Hollow Rh-COF@COF S-Scheme Heterojunction for Photocatalytic Nicotinamide Cofactor Regeneration

Abstract

Photocatalytic regeneration of a nicotinamide cofactor, nicotinamide adenine dinucleotide phosphate (NADPH), has emerged as an ideal cascade partner for combination with enzymatic transformations, but it still suffers from low efficiency due to the recombination of photogenerated charge carriers. Herein, a hierarchical Rh-covalent organic framework (COF)@COF core–shell hollow sphere (CSHS) with S-scheme heterojunction is proposed to enhance the charge carrier transfer and utilization in photocatalysis to regenerate the expensive NADPH. The hierarchical Rh-COFBpy@ hollow spherical COF (HCOF) CSHS was prepared by simple sequential in situ growth.
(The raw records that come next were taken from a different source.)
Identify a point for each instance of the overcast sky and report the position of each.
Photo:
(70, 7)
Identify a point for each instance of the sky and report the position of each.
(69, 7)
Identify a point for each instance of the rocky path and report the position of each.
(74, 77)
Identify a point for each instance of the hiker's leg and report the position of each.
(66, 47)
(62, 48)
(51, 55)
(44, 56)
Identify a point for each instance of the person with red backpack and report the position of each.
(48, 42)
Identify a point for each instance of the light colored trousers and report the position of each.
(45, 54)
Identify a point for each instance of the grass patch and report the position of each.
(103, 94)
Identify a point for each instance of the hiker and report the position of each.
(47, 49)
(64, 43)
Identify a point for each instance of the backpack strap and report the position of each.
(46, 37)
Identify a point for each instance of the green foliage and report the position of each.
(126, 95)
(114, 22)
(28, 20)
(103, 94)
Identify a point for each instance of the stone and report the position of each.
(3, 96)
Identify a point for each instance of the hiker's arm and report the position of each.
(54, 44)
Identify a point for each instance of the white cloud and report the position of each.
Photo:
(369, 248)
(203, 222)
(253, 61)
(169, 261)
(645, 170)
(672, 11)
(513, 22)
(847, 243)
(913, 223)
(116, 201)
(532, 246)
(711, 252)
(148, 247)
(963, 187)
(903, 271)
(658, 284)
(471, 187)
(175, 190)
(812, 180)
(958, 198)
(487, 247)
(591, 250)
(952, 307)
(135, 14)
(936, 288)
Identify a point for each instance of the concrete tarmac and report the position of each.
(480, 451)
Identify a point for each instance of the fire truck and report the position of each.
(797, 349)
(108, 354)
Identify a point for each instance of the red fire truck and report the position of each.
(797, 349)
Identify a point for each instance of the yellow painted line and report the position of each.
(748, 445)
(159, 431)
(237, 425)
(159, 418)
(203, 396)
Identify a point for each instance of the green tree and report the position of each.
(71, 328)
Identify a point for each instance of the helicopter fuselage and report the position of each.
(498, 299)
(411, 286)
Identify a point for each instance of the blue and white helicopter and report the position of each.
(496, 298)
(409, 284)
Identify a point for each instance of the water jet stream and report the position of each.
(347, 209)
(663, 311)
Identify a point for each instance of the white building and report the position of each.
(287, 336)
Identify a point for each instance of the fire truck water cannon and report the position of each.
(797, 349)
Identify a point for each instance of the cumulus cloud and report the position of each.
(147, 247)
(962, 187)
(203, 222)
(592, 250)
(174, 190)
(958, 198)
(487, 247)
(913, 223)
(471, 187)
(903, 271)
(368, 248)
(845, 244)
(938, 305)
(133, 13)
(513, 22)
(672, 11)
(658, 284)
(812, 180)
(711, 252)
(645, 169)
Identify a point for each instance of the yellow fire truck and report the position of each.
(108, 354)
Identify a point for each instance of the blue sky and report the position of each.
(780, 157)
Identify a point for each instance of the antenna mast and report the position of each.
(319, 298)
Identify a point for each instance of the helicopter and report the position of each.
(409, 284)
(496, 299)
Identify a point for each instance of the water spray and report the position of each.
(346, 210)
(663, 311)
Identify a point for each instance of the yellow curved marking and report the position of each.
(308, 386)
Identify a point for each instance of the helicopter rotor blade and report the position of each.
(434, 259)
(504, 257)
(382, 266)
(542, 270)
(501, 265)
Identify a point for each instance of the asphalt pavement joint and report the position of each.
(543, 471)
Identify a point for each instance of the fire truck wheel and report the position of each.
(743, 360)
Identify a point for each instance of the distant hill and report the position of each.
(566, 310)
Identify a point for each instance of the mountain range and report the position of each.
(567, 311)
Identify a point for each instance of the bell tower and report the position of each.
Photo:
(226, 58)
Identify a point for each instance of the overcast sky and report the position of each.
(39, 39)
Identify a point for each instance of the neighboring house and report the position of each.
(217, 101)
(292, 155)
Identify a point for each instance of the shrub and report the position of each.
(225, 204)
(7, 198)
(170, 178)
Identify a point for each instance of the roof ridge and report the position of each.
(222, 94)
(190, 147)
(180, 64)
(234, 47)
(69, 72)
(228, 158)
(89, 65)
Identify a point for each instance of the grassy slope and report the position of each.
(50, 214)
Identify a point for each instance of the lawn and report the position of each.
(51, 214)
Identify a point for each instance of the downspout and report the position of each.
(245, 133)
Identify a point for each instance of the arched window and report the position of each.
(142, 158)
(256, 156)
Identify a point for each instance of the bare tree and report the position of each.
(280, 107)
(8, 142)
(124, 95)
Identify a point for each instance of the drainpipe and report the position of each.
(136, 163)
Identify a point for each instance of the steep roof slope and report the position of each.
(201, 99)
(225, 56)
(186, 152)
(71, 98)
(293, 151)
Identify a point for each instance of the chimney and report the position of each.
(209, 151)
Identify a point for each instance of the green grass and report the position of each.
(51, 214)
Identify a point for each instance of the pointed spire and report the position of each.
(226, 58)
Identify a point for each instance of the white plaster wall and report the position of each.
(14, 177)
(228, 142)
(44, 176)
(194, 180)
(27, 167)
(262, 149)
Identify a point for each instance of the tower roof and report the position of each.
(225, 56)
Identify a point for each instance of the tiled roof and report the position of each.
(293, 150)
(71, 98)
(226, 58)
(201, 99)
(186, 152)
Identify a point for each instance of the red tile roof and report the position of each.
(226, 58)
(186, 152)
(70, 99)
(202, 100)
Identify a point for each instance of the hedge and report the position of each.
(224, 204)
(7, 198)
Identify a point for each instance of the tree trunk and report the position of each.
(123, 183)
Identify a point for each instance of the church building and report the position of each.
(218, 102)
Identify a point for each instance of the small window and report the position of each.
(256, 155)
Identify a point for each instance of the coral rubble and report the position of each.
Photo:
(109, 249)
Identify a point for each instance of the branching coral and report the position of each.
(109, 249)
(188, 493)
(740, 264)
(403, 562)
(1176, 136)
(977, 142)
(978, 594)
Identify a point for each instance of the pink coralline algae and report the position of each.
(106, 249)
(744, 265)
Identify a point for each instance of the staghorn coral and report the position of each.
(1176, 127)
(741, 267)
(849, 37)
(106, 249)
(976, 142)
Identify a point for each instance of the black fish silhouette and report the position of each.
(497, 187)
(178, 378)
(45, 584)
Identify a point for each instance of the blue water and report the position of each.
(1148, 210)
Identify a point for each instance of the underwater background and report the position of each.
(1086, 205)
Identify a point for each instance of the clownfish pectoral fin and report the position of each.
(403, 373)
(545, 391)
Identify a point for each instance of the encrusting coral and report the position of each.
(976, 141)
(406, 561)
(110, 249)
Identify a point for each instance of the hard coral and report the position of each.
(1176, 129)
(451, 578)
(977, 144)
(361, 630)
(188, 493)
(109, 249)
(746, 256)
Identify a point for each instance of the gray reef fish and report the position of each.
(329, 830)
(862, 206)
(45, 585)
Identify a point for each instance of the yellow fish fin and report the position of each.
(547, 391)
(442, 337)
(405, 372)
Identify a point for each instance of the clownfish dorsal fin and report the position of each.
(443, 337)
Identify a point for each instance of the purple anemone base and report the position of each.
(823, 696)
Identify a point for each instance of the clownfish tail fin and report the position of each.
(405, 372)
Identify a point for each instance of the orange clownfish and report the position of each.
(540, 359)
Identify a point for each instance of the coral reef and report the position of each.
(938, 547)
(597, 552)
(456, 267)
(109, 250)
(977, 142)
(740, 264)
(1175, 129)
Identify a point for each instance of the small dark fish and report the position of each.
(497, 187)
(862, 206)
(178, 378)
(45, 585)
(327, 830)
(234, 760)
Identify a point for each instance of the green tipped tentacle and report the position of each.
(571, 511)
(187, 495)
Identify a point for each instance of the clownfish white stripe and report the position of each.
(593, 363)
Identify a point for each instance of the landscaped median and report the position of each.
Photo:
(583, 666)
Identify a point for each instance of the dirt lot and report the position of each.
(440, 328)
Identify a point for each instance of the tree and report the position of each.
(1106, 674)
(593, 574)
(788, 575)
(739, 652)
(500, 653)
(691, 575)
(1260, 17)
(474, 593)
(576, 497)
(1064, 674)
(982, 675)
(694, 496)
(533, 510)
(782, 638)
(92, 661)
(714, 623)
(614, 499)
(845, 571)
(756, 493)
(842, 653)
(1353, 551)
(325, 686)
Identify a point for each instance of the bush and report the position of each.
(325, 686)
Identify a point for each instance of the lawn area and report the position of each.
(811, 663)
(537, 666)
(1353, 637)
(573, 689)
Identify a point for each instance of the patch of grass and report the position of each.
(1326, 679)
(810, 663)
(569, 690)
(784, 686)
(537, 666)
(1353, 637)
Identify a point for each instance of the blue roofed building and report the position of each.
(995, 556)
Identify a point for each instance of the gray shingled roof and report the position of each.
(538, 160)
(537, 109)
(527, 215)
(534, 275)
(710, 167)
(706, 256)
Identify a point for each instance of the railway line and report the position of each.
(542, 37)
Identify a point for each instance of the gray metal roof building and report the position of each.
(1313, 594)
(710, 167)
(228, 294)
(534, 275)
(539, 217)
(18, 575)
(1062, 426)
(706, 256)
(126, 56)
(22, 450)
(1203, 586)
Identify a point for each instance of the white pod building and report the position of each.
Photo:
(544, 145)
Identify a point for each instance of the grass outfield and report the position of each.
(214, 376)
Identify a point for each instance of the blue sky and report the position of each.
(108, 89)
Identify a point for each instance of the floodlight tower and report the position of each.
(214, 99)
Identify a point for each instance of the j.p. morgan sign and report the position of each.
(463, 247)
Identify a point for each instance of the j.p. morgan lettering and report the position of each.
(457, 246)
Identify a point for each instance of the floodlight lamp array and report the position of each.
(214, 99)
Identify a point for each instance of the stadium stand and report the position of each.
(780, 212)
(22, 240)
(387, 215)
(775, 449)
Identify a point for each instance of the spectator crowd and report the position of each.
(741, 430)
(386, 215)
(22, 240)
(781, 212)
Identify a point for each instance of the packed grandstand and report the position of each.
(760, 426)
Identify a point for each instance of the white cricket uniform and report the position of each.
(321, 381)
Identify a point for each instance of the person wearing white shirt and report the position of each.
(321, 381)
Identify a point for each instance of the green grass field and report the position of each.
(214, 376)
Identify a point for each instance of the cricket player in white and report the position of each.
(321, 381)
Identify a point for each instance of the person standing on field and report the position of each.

The turnover frequency of Rh-COFBpy@HCOF25 for NADPH regeneration reached 2.6 mmol·gRh-COF–1·h–1, which was 3.7 times that of pure Rh-COFBpy under visible light. Density functional theory calculation and X-ray photoelectron spectroscopy analysis showed that an internal electric field directed from Rh-COFBpy to HCOF was formed in Rh-COFBpy@HCOF CSHS, which accelerated the photogenerated electron transfer from HCOF to Rh-COFBpy. In situ irradiated XPS analyses and photoirradiated Kelvin probe measurement revealed the S-scheme charge-transfer mechanism within Rh-COFBpy@HCOF. The Rh-COFBpy@HCOF photocatalytic NADPH regeneration system was further coupled with enzymatic reduction of C═C, achieving a photoenzyme cascade reaction. This work provides a protocol for the design and utilization of COF-based artificial photosynthetic systems.